Is it important? Commercial product companies make assumptions about their products all the time. Yet when someone is making the investment in training, hitting the wrong mark can be costly and even counter-productive.

The truth is that even when you have no direct access to the audience, information is not completely unavailable:

  • Read any background material you can lay your hands on (specs, scoping documents, strategy documents, etc.). Sometimes someone has done a stakeholder analysis or made a list of assumptions about the audience.
  • Identify assumptions made about the project. Why the change is needed tells you something about how things are now. And it will tell you a whole lot about the expectations for the future.
  • Review the results of the last big change made. What went right, and what went wrong? What can you learn about your audience from this?
  • Look for larger trends. For example, 10 years ago, a 3rd-year accountant would have been spending a lot of time supervising the actions of younger accountants, who were collecting and categorizing information. Today, many large accounting firms outsource this first step, so the 3rd-year and younger accountants are doing more analytical work, and need to be trained accordingly.
  • Talk to your team. They may be more helpful than you expect.

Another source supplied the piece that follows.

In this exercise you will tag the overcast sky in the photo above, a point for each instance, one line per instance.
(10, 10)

With imperfect data about the audience and its needs, you can still create excellent training. The key is to emphasize what you do know, not what you don’t know.

  • Establish a voice and an image. Create a mental image of your audience or user, and keep that image in mind while you’re designing. It may at first be a hazy image, but use it to guide your work.
  • Be consistent. Your audience image may be hazy, but you need to write as though that audience were reviewing your every word.
  • Work backwards from your known future state to establish principles and competencies. When you don’t know what your audience has, figure out what they need, and apologize to those who already have it. Even experts need to brush up on skills occasionally, and when you find you have such an expert, turn them into an ally who can reinforce (or even help deliver) the training.
  • Keep it simple.

So even if you cannot do a formal audience needs analysis, you can successfully create training. What tips do you have for training the invisible audience? Share them with us in the comments, and happy training!